RT-PCR yang dilakukan dengan metode One step dapat menurunkan resiko terjadinya kontaminasi silang dan waktu yang dibutuhkan lebih cepat dibandingkan dengan two-steps RRT-PCR. Meskipun demikian One step RRT-PCR kurang sensitif jika dibandingkan dengan two-step RRT-PCR (Trani, 2005).

2.3  PROSEDUR KERJA DAN INTEPRESTASI

RT-PCR menggunakan sepasang primer, yang berkomplemen dengan sequens yang jelas dari masing-masing dua untai cDNA. Primer tersebut kemudian diperpanjang dengan bantuan enzim DNA polymerase dan akan menghasilkan sebuah untai gandaan pada setiap siklusnya dan seterusnya mengikuti amplifikasi logaritmik.

RT-PCR meliputi tiga tahap utama. Tahap pertama adalah reverse transcription (RT) atau transkripsi balik dimana RNA ditranskrip balik menjadi cDNA menggunakan enzim reverse transcriptase dan primer. Tahap ini sangat penting dalam kaitannya dengan performa PCR untuk amplifikasi cDNA dengan bantuan DNA polymerase sebab DNA polymerase hanya dapat bekerja pada templet yang berupa DNA. Tahapan RT (Reverse Transcripsion) dapat dilakukan dalam tabung yang sama dengan PCR (one-step PCR) atau pada tabung yang terpisah (two-step PCR) menggunakan suhu berkisar 40°C sampai 50°C, tergantung pada karakteristik reverse transcriptase yang digunakan.

Tahap berikutnya adalah denaturasi dsDNA at 95°C, pada tahap ini dua untai DNA akan terpisah dan primer dapat mengikat pada untai tersebut jika temperaturnya diturunkan kemudian yang selanjutnya akan dimulai rantai reaksi baru. Kemudian suhu diturunkan hingga mencapai suhu anealing yang bervariasi tergantung primer yang digunakan, konsentrasi, probe dan konsentrasinya jika digunakan, dan juga konsentrasi kation.

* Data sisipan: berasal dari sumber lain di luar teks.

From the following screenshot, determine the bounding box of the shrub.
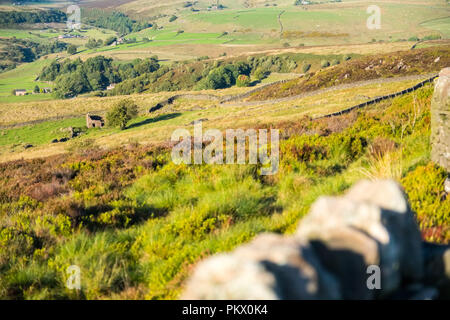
[331,59,341,66]
[302,63,311,73]
[320,60,330,68]
[106,100,138,130]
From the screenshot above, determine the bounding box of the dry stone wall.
[431,68,450,172]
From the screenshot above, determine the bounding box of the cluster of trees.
[86,38,103,49]
[82,9,152,35]
[199,61,252,89]
[39,56,159,98]
[106,100,138,130]
[0,38,67,71]
[109,56,297,95]
[0,9,67,26]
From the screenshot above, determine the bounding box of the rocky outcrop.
[182,181,450,300]
[431,68,450,172]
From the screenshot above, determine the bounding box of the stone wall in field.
[182,180,450,300]
[431,68,450,172]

Tahap akhir adalah Amplifikasi PCR yang merupakan proses dimana dilakukannya perpanjangan DNA menggunakan Primer yang memerlukan Taq DNA polymerase yang termostabil, biasanya pada suhu 72°C, yang merupakan suhu optimal untuk aktivitas enzim polymerase. Lamanya masa inkubasi tiap temperatur, perubahan suhu dan jumlah siklus dikontrol secara terprogram menggunakan programmable thermal cycler.

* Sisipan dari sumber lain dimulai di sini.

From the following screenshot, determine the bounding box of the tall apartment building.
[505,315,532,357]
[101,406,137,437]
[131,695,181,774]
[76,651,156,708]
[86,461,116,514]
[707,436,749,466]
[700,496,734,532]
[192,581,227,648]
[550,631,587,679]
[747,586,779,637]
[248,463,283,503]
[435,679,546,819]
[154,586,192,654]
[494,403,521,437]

gambar prosedur kerja RT-PCR

interpretasi  hasil

contoh interpretasi hasil pada alat rt-PCR

a.       Limit deteksi untuk Influenza Tipe A (Matrix gene-specific TaqMan assay) :

·         Ct < 33 = positif

·         Ct 33 – 38 ambiguous, perlu diulang atau diteliti lebih lanjut

·         Ct > 38 = negatif

b.      Limit deteksi untuk subtipe H5 (Matrix gene-specific TaqMan assay) :

·         Ct < 36 = positif

·         Ct 36 – 40 ambiguous, perlu diulang atau diteliti lebih lanjut

·         Ct > 40 = negatif

BAB III

PENUTUP

3.1  KESIMPULAN

Dari hasil pembahasan kami dapatkan mensimpulkan perbedaan dari PCR dan RT PCR dimana perbedaannya adalah Reverse Transcription PCR dilakukan untuk menggandakan untaian RNA setelah diubah menjadi cDNA (dengan Enzim reverse transcriptase) lalu diperbanyak dengan PCR. sedangkan pada Real Time PCR (qPCR) merupakan kegiatan yang melibatkan RT-PCR yang diteruskan dengan perhitungan jumlah cDNA yang ada. Singkatnya, perbedaan terletak pada seberapa pentingnya kuantifikasi DNA.

3.2  SARAN

1.      penyusun menyarankan  setiap prosedur kerja harus  dipatuhi sehingga tidak menimbulkan kesalahan dalam pemeriksaan.

2.      Makalah ini masih jauh dari sempurna maka dari itu penyusun mengharapkan agar pembaca mencari literatur atau referensi yang banyak dalam penyusunan isi dari materi makalah ini.